More Internet Users Take Express Lane on Car-Buying Journey
“It’s different than it was five years ago,” says DealerSocket’s Peter Ord.
SAN ANTONIO – Online car shoppers used to click a lot, visiting various websites to find the vehicle they wanted.
But that’s changed. Car consumers today go to fewer websites, and instead rely more on search-engine marketing as an express lane on their car-buying journey.
“It’s different than it was five years ago,” says Peter Ord, national sales director for DealerSocket, a customer-relationship and information technology provider. “Today, search results take users directly to a make and model that’s available at a dealership. You don’t have to go anywhere else.”
It cuts to the chase. If online customers are interested in a particular model in a dealer’s inventory, technology takes them, not to, say, a dealership’s general home page, but to a landing site featuring that particular vehicle.
Having an attractive dealership website remains important, “but 90% of it is getting them there,” Ord says at a media roundtable during the seventh annual DealerSocket User Summit here.

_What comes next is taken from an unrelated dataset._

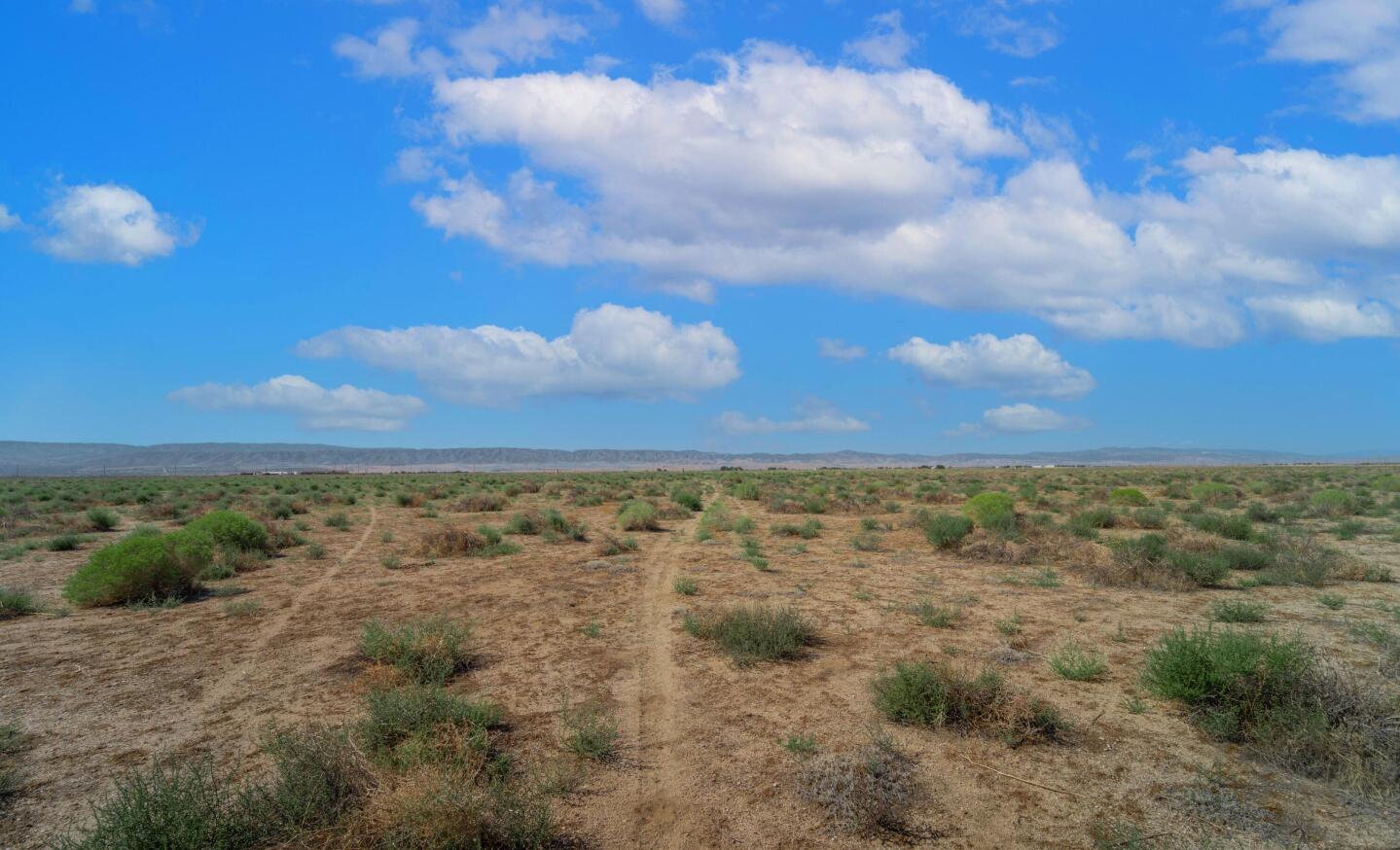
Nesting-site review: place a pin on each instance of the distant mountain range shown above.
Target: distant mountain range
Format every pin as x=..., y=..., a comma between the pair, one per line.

The session focuses on changing consumer behavior and technology.
Sure, some undecided consumers like to click around and check out different makes and models. But if a search result shows what someone is looking for in the first place, “that person needn’t go anywhere else (online),” says David Brotherton, a consultant for the National Independent Automobile Dealers Assn.
Forty-four percent of consumers visit 0-2 dealer websites today compared with up to five sites five years ago, according to a survey DealerSocket did in partnership with Google. The study surveyed more than 2,000 people who purchased a vehicle in the last 12 months.
More and more car shoppers rely on the Internet in general and their mobile devices in particular. But 81% say they don’t like the car-buying experience. Nearly 70% of dealers say their customers don’t like it.
Ord says one way to reduce that level of negativity is with mobile technology that readily offers customers more information about financing and payment options. That allows salespeople to better engage with customers and build trust in the showroom, he says. “Mobile technology promotes transparency” and eliminates a car deal in the works from going “back and forth to the point of frustrating customers.”
Customer satisfaction increases with 80% of customers when dealership salespeople use a computer tablet to show customers vehicle, pricing, financing and payment options, says Nathan Usher, DealerSocket’s business development director-sales.
“But only 20% of dealers use computer tablets,” he says. “Those that do, think of the tablet as part of the process.”
Some automakers, such as Infiniti and Mercedes-Benz, have launched programs that encourage their dealers to use tablets both to better engage with customers and cut the time it takes to buy a car.
“We’re working with a lot of manufacturers who are trying to get their dealers to adapt to mobile,” Usher says.
A third of surveyed consumers say they would like to do the entire car-buying process online. But 67% want to go to the dealership at some point for such things as a test drive and concluding the deal.
Yet, 66% of dealers perceive that people are itching to buy a car entirely online, Usher says. “The Teslas of the world say you can just do that. Yes, you need a great digital experience, but most people want a dealer experience, too.”